パウロは、「生きているのは、もはやわたしではありません。キリストがわたしの内に生きておられるのです。」ガラテヤ2:20と告白したように、もはや罪に支配される古い自分ではなく、主の愛に満たされて新しい命に生きる自分へと変えられたのである。この「新しい命に生きる」ためには、自分の努力とか、熱心さは必要ではない。ただキリストを罪と死からの救い主として信じるだけで、新しい命に生きる道が開かれる。主を信じるだけで、誰でも、いつでも、バプテスマを受けることができる。バプテスマは救いの条件ではなく、主を信じた者に与えられる恵みのしるしである。
したがって、バプテスマを受けるとは、罪の中を生きてきた古い自分と決別し、主と共に、新しい歩みを始める出発の時である。その出発の時を迎えて頂きたいと切に願っている。古い自分を十字架につけ、主にある復活の命に生かされていくなら、どれほど生きることが楽になるだろうか。

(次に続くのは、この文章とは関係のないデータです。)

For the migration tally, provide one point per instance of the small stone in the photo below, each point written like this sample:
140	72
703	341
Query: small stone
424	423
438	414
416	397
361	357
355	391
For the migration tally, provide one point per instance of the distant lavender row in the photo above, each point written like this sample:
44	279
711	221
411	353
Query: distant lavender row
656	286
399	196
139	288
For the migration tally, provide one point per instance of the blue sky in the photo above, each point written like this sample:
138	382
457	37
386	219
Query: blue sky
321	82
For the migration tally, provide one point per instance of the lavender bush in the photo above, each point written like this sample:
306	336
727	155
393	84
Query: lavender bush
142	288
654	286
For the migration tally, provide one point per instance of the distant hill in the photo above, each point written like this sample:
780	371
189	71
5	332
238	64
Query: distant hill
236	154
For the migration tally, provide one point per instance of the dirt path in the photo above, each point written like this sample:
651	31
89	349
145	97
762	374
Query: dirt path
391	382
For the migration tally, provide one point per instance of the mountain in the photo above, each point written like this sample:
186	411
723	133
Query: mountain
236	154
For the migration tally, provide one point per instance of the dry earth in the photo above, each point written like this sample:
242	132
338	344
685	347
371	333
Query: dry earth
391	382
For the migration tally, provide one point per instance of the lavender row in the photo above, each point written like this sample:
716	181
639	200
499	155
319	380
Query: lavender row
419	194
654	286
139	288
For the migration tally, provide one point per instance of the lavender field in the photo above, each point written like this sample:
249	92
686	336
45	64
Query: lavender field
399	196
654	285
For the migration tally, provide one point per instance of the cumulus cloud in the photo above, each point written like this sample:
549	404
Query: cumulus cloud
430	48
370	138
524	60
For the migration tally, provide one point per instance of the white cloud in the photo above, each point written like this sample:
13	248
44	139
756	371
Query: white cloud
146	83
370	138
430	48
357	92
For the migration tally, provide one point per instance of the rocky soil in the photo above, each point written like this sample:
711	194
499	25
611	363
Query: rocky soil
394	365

マルティン・ルターは、人生の暗黒の時期を通った時、繰り返しある言葉を唱えた。それは、「私はバプテスマを受けている」という言葉である。「バプテスマによって、キリストの御名が私に刻印されたのだ。神の愛は、変わることはない。」と言って、ルターは、失望落胆の沼に沈むことから救われたように、私たちもまた、神の変わらぬ御言葉に支えられて歩む者でありたい。
主が私たちの罪を赦すために、十字架で死なれ、3日目に復活してくださったが故に、私たちは古い自分に戻ることはない。それゆえ、主を信じることによって、古い自分に別れを告げ、復活の主の命に満たされて、新しい人生の歩みへと踏みだそうではないか。今日のイースターを、人生のイイスタートにしたいものである。